Il 22 luglio è stato emanato l’atteso provvedimento con cui l’Agenzia delle Entrate ha riparametrato la percentuale di spettanza del credito d’imposta ZES, che scende però [udite, udite!] al 17,6668 per cento del suo ammontare – pari, cioè, al solo 10,6% dell’investimento effettuato – ricordando che le previsioni nelle singole regioni andavano da un minimo del 35%, sempre del credito ZES, per l’Abruzzo a un massimo del 70% per talune zone della Puglia.
È la conseguenza, se è necessario precisarlo, del numero elevatissimo di domande presentate dai contribuenti per investimenti complessivamente superiori a 9 miliardi di euro a fronte di circa 1,7 miliardi di risorse disponibili, che era il limite di spesa per il 2023.
Così, ad esempio, su un investimento nella regione pugliese di euro 200.000 [che, lo ricordiamo, è e resta comunque l’importo minimo su tutto il territorio nazionale per accedere, o tentare di farlo, al credito in argomento], il credito d’imposta – il cui ammontare, secondo le ottimistiche previsioni del decreto istitutivo, sarebbe stato di euro 120.000 – si ridurrebbe ora, per effetto del provvedimento del 22 luglio, addirittura a euro 21.200, cioè appunto al 17,6668% di 120.000.
Quindi le imprese finirebbero per poter contare su un incentivo perfino inferiore a un quinto della misura massima preventivata; diciamo finirebbero, perché non è affatto da escludere l’ipotesi che le rinunce di molte imprese possano consentire di incrementare la percentuale riconosciuta a consuntivo…

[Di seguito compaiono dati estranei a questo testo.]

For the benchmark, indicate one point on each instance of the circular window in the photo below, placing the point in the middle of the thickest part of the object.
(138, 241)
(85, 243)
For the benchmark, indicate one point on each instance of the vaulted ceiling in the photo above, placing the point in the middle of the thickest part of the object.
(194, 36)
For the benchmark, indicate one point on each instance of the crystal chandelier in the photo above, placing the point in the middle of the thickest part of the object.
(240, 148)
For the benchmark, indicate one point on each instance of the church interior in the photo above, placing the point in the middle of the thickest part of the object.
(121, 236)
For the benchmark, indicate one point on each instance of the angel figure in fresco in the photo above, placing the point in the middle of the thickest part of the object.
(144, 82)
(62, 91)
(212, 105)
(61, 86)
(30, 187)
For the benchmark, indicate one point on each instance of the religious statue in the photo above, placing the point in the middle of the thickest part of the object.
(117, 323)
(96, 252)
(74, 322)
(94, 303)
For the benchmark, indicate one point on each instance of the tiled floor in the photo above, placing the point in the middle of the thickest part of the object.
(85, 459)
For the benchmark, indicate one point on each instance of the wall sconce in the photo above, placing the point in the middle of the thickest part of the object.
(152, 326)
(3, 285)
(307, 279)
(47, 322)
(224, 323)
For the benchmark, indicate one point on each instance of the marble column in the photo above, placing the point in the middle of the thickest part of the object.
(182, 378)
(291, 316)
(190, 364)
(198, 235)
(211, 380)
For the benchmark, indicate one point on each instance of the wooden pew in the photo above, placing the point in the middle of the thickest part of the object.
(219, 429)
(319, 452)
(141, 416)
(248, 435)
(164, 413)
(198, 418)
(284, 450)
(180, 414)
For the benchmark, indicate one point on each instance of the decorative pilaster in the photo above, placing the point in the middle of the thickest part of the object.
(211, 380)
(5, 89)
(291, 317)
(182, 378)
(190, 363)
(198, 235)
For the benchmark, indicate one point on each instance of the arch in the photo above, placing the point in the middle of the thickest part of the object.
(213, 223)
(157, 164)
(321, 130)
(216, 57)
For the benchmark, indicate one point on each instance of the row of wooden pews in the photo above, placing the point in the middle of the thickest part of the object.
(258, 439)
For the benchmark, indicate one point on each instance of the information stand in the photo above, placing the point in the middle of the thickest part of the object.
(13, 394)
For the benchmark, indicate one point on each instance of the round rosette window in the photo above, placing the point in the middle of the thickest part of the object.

Già si preannunciano, tuttavia, polemiche al riguardo anche in sede politica, tant’è che – ad esempio – il ministro Fitto ha dichiarato che “si tratta di un provvedimento adottato dal Direttore dell’Agenzia delle Entrate senza alcun confronto”, senza cioè la benché minima richiesta all’Agenzia delle Entrate di una seria verifica dei dati.
Certo è che, almeno per ora, questo non sembrerebbe propriamente un…bonus, ma qualcosa di molto meno.